Step 1. Start the DHCP Console
We need to start the DHCP console which can be done by switching back to Server Manager then clicking Tools > DHCP:
Step 2. Create a New Scope
Expand your DHCP server and right-click IPv4 and select New Scope…
Click next until you get to the Scope Name page.
Step 3. DHCP Scope Name
I am going to use the name “DHCP Clients” and click Next.
Step 4. IP Address Range
Now enter your desired start and end IP address ranges. I am going to use 10.1.0.100 – 10.1.0.200.
Now click Next.
Step 5. Configure DHCP Exclusions and Delays (optional)
If you want to exclude an IP address or range of IPs that fall within the scope you specified above you can enter that now.
You can also add a subnet delay which is the amount of time the DHCP server will wait before offering an IP address. This would only be useful when you have multiple DHCP servers and don’t want the possibility of them both to answer at the same time.
I don’t need to use any of these settings so I am going to just click Next.
Step 6. Configure your lease duration
A DHCP lease duration defines how long your DHCP clients will hold the IP address by DHCP before it is released back to the server and the client needs to obtain a new IP.
This can be useful for mobile devices and laptops so if a user gets an IP address from your DHCP server, then leaves the facility the DHCP server can cycle that IP address and hand it out to another user.
I am going to proceed with the default value of 8 and click Next.
Step 7. Configure DHCP Options
The next screen will give you the opportunity to configure the DHCP options related to your DHCP scope. This is where you configure things like the default gateway, DNS servers and the AD domain.
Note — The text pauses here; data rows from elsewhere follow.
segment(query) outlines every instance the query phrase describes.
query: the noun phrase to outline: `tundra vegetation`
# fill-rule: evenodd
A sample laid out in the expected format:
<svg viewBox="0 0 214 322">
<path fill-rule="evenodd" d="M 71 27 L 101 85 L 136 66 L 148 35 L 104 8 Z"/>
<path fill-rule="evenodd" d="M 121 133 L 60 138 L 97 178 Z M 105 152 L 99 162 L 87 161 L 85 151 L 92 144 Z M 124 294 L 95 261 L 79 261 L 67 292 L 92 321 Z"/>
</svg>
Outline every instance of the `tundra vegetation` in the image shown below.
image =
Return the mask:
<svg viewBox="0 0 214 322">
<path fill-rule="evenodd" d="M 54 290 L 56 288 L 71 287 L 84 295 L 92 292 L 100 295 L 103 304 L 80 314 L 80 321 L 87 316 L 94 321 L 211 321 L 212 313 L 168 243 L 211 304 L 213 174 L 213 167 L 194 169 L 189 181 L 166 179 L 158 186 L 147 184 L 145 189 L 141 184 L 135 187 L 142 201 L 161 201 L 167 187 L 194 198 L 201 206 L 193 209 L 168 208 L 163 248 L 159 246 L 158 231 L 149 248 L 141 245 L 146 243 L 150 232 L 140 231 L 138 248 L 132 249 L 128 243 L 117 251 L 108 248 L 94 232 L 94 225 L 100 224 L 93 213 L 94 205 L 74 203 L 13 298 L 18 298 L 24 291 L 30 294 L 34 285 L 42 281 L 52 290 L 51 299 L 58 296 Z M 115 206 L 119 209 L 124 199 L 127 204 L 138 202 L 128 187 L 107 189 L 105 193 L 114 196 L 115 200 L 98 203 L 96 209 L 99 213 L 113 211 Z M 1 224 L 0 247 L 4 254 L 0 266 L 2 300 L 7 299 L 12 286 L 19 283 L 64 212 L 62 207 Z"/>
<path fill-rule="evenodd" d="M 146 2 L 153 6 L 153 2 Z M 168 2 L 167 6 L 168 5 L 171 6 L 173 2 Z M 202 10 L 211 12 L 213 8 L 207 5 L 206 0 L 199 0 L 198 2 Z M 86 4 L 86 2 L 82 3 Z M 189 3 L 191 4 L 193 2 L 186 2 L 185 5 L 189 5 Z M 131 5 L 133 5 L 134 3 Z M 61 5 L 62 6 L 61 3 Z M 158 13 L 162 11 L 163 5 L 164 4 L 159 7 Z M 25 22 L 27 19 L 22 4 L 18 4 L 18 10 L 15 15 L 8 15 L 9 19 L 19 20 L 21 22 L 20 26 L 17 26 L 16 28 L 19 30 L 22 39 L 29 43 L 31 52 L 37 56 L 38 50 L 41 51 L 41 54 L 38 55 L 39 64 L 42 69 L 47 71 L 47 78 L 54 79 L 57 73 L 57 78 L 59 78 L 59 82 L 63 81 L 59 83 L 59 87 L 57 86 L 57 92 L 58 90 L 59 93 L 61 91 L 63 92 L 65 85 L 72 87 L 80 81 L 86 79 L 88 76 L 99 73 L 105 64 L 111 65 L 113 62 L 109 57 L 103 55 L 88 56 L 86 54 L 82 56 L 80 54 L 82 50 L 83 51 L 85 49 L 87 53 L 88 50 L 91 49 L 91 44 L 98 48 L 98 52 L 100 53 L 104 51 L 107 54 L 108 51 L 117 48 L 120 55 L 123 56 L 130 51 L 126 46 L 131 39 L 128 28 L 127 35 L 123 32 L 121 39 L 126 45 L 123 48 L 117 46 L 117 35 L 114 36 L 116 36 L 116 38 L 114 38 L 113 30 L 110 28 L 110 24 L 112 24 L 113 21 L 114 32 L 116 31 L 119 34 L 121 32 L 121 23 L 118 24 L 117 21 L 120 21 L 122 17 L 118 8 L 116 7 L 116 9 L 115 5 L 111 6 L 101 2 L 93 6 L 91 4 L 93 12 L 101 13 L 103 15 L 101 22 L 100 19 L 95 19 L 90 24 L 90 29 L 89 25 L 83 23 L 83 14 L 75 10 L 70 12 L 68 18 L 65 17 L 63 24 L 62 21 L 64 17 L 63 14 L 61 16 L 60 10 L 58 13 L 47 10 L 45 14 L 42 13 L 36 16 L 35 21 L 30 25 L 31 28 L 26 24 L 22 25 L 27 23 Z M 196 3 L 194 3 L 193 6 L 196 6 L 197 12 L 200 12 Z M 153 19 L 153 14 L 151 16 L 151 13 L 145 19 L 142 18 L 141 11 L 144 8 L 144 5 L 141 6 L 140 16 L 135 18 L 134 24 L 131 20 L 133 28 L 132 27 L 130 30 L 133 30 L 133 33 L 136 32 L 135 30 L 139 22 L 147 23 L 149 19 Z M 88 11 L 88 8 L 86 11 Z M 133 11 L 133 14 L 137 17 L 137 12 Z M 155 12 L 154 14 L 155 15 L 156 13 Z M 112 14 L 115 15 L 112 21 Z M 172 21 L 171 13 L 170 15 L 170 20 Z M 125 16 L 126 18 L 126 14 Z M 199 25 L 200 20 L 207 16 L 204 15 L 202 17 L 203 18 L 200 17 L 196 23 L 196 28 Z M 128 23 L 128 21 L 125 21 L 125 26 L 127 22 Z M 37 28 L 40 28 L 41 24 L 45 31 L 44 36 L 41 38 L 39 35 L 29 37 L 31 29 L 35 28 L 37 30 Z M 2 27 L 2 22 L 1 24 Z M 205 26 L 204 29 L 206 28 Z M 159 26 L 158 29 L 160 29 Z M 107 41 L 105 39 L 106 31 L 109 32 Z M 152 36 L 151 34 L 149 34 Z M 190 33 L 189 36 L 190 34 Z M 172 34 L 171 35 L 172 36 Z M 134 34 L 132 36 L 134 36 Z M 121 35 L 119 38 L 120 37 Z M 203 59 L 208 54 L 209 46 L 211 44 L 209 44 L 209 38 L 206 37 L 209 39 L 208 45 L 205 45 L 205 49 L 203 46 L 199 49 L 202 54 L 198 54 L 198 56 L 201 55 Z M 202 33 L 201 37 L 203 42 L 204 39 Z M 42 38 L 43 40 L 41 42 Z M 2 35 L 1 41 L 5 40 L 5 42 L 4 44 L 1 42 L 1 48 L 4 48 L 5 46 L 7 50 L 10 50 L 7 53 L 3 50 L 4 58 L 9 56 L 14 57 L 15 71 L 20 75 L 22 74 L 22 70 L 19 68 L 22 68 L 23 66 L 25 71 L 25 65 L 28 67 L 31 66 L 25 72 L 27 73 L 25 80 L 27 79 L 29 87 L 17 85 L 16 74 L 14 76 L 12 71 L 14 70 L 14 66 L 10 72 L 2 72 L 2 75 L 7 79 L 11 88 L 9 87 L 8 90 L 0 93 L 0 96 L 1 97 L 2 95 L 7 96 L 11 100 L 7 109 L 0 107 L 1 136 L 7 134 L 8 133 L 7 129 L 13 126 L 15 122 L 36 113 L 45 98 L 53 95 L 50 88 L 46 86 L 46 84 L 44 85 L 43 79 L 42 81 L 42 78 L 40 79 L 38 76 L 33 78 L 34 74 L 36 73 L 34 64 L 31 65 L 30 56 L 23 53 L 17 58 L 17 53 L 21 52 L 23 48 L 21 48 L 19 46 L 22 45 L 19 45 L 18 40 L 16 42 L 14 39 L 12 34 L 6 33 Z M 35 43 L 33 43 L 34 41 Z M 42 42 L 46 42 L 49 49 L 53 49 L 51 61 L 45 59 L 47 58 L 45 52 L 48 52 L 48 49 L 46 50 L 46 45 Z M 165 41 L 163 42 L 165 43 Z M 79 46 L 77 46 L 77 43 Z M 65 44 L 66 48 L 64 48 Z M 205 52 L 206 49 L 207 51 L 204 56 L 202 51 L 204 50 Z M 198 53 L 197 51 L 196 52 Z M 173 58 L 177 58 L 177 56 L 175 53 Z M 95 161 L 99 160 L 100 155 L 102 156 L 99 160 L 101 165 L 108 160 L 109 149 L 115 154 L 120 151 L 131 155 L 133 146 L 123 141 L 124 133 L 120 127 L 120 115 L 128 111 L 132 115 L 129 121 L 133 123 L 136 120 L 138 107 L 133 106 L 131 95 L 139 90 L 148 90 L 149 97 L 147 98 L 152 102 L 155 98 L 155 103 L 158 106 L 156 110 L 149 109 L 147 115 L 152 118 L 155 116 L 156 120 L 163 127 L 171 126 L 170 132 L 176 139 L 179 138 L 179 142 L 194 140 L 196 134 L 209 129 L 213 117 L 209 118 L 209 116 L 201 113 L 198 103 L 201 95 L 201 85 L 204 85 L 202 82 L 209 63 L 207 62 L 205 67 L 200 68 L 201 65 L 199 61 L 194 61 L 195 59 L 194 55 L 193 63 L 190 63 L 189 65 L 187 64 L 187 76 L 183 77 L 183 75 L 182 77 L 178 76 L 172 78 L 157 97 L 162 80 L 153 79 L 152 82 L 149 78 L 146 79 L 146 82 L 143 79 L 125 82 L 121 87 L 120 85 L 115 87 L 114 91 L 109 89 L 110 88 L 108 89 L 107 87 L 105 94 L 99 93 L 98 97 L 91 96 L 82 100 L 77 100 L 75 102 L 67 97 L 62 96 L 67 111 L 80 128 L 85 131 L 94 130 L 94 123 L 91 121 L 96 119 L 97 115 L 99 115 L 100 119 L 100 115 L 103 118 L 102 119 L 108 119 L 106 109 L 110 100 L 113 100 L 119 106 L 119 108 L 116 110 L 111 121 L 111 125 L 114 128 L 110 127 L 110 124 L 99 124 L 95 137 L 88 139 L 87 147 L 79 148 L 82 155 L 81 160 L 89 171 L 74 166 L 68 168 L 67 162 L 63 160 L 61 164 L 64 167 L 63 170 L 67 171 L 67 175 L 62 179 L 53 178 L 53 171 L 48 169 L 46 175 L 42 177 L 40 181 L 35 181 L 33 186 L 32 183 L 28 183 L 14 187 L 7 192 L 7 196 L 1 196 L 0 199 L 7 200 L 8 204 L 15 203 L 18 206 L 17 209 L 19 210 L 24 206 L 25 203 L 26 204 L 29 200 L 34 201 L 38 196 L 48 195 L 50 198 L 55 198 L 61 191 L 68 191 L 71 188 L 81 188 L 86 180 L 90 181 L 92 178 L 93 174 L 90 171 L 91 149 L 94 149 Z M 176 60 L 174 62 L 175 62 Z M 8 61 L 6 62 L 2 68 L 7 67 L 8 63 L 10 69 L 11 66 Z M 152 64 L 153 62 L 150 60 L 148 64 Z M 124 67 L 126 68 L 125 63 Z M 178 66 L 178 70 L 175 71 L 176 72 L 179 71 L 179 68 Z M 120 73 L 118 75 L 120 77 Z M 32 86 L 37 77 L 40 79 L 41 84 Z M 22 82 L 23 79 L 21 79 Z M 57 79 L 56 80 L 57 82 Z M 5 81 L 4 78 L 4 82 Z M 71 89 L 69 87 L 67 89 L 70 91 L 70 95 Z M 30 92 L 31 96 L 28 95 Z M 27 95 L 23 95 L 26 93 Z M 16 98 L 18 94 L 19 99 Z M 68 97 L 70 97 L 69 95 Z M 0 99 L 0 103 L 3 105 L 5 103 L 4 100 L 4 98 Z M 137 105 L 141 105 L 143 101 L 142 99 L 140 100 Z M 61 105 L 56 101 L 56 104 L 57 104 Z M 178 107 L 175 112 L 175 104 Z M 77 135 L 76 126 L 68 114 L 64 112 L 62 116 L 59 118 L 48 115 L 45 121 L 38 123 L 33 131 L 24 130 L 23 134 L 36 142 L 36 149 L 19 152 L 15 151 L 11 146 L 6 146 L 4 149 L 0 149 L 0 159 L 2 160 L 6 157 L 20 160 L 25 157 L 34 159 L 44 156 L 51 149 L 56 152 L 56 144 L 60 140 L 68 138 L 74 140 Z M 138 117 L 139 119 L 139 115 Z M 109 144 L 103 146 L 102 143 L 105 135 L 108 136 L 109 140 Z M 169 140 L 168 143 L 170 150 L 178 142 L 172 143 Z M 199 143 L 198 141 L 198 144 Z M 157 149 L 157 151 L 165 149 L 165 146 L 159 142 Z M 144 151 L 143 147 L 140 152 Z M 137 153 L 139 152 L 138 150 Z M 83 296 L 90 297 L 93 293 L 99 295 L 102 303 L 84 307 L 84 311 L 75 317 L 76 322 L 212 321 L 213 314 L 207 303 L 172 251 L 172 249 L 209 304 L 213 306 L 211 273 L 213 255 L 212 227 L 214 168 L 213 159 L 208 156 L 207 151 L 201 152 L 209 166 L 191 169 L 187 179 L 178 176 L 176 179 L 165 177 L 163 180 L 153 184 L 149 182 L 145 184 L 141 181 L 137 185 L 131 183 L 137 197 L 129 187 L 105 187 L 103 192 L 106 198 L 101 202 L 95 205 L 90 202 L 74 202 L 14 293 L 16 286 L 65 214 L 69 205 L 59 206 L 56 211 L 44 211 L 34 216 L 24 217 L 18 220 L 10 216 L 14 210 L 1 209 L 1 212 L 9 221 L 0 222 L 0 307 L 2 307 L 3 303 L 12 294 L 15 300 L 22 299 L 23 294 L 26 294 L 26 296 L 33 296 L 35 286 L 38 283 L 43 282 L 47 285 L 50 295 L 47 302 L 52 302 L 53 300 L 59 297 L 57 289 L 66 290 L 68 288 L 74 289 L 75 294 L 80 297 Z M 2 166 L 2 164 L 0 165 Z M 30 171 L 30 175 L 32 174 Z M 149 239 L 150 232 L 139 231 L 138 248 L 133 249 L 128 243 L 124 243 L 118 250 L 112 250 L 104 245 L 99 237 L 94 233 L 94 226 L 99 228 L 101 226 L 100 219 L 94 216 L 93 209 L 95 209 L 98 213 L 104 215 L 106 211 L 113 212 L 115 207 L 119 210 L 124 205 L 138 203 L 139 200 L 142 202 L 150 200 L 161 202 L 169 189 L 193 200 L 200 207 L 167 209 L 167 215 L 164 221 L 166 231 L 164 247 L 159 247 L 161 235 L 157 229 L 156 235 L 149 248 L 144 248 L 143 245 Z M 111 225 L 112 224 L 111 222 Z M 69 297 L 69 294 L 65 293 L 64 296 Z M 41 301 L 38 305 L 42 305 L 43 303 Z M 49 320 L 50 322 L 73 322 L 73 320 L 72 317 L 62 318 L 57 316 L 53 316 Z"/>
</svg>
Select the Yes I want to configure these options now and click Next to continue.
Step 8. Configure the Router (default gateway)
Enter your default gateway and click Add. In my case, it’s 10.0.0.1. Your default gateway will almost certainly be different.
If you’re unsure you can open CMD and run the ipconfig /all command:
Step 9. Domain Name and DNS Servers
The next page allows you to define your parent domain and DNS servers. Since my host is already joined to active directory and has these settings configured they are already populated for me.
Click Next to continue on to the next screen.
Step 10. Configure WINS Servers (optional)
The next step allows you to configure your WINS (Windows Internet Name Service). WINS has nearly been entirely been replaced by DNS so it’s pretty unlikely you will need to configure these settings… but you can do so here if you need to.
I’m going to click Next without entering any data.
Step 11. Activate the DHCP Scope
Most likely you will want to activate the DHCP scope so just click Next unless you have a need to activate it at a later time.
Once you click next you can click Finish to close the wizard and finalize your DHCP scope.
That is all you need to do to get DHCP up and running! Great job getting through this one.